Russland und Ukraine bereiten größeren Gefangenenaustausch vor
Seit zehn Tagen kämpfen ukrainische Truppen in der westrussischen Region Kursk. Am Samstag meldete die ukrainische Luftwaffe die Zerstörung einer Autobrücke – und damit einer wichtigen Versorgungsroute für die russischen Truppen. Russland hatte die Zerstörung kurz zuvor bestätigt. Russischen Medien zufolge sind dadurch mehr als 30 Ortschaften in der Grenzregion zur Ukraine vom übrigen Gebiet abgeschnitten; die Ukraine spricht von 80 Gebieten.
Das Ziel der Offensive hat Präsident Wolodimir Selenskij wiederholt betont: Man wolle Russland zu einem "fairen Verhandlungsprozess" zwingen. Dafür will Kiew auch die russischen Soldaten einsetzen, die vom ukrainischen Angriff überrascht wurden – und sich nun in ukrainischer Haft befinden.
Über 100 russische Soldaten eines Schützenregiments und der tschetschenischen Achmat-Einheit sollen von der ukrainischen Armee diese Woche gefangen genommen worden sein – in einer einzelnen Aktion so viele wie noch nie seit Beginn des Krieges vor zweieinhalb Jahren.
Auf Fotos des ukrainischen Geheimdienstes SBU sind Dutzende junge Soldaten mit Augenbinde und gefesselten Händen zu sehen. In einem Video liegen weitere junge Armeeangehörige mit dem Gesicht nach unten auf einem Feld, während sie von ukrainischen Soldaten bewacht werden. Jetzt könnten sie als eine Art Faustpfand dienen für einen großen Gefangenenaustausch zwischen ukrainischer und russischer Armee.
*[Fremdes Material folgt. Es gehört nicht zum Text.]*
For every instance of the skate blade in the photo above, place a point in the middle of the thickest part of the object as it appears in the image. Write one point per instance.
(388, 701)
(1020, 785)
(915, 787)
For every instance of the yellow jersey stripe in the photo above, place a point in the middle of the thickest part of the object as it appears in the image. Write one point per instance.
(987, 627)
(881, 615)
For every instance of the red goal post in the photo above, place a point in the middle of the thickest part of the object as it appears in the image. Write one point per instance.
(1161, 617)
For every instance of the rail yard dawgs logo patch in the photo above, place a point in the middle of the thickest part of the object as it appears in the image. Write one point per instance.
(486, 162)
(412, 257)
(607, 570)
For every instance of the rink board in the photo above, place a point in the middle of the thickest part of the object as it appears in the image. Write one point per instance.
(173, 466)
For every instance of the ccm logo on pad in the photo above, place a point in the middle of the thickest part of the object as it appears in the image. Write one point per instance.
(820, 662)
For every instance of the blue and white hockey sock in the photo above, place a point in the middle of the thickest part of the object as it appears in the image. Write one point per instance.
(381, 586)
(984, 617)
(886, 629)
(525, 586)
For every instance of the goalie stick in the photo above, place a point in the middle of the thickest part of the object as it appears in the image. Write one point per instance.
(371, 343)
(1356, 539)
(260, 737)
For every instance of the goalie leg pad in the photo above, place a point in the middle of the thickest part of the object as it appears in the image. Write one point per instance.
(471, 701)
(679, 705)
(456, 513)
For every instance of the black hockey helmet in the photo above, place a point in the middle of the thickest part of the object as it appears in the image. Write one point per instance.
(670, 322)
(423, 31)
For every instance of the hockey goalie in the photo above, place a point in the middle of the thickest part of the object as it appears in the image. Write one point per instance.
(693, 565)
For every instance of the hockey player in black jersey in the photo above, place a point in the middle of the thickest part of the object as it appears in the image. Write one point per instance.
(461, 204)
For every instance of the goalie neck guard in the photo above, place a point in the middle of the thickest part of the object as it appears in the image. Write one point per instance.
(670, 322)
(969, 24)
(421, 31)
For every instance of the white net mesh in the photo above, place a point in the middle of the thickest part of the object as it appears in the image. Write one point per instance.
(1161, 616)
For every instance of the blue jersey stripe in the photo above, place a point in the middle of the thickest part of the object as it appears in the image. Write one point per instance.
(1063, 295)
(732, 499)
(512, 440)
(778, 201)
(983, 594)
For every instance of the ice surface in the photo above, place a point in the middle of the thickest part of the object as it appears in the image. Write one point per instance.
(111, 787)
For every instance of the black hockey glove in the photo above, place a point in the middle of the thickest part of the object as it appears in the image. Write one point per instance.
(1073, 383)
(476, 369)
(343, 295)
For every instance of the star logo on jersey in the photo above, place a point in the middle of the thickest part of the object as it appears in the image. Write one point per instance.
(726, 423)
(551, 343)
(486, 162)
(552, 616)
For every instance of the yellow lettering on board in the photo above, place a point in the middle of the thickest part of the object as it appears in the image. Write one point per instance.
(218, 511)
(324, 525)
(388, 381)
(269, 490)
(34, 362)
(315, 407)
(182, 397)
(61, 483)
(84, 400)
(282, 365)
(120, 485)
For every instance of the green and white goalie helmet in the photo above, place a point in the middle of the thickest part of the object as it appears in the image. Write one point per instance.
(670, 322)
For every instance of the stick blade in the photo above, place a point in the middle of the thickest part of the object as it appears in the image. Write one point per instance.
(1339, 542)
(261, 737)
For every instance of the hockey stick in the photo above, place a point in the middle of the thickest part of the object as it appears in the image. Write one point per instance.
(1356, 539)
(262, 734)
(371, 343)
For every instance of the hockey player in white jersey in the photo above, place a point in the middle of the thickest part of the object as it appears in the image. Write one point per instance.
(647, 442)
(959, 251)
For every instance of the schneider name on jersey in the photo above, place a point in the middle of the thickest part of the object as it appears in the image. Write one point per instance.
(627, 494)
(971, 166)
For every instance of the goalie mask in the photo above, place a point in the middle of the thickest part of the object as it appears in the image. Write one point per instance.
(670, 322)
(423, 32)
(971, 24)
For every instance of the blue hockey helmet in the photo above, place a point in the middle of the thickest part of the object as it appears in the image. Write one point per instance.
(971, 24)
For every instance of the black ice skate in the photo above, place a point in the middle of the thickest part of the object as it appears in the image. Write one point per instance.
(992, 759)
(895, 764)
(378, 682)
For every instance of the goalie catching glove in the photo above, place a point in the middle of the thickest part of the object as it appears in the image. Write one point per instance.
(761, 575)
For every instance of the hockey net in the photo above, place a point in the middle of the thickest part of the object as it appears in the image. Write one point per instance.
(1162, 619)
Kiew bestätigt, dass Gespräche mit Russland aufgenommen wurden. Wie hoch die Zahl der russischen Gefangenen insgesamt ist, die die ukrainischen Streitkräfte gefangen genommen haben, ist weiter geheim. Sie dürfte jedoch in die "Hunderten" gehen, wie die Financial Times über Soldaten an der Front in Erfahrung gebracht hat.
Lob von Selenskij
Für die vielen russischen Gefangenen gab es Lob von Selenskij: "Vielen Dank an alle Soldaten und Kommandeure, die russische Militärgefangene nehmen und die Freilassung unserer von Russland festgehaltenen Soldaten und Zivilisten näher bringen", schrieb Selenskij auf Telegram. Die ukrainische Armee habe "den Fonds für den Austausch von Gefangenen aufgefüllt". Was die Vermutung nahelegt, dass dieses Mal ein viel größerer Austausch als bisher zustande kommen soll.
Bisher gab es seit Beginn der russischen Invasion bereits an die 50 Gefangenenaustausche, dabei kamen aber nie mehr als jeweils ein paar Dutzend Soldaten frei.
Tausende Gefangene in Russland
Rund 6.500 ukrainische Soldaten hält Russland gefangen, sagte Kremlherr Wladimir Putin im Juni. Er gab auch an, dass die Ukraine wiederum mehr als 1.300 russische Soldaten festhalte – Kiew bestätigt keine dieser Zahlen.
Für Zehntausende Ukrainerinnen und Ukrainer kommt mit einem bevorstehenden Gefangenenaustausch wieder Hoffnung auf: An die 40.000 Ukrainer werden seit Kriegsbeginn vermisst, der Großteil von ihnen Soldaten. Von ihnen wiederum dürften sehr viele gefallen sein. Weder davon noch von einer russischen Gefangenschaft dürften die meisten Angehörigen ukrainischer Soldaten wissen. Für sie bleiben die Kämpfer nur: vermisst.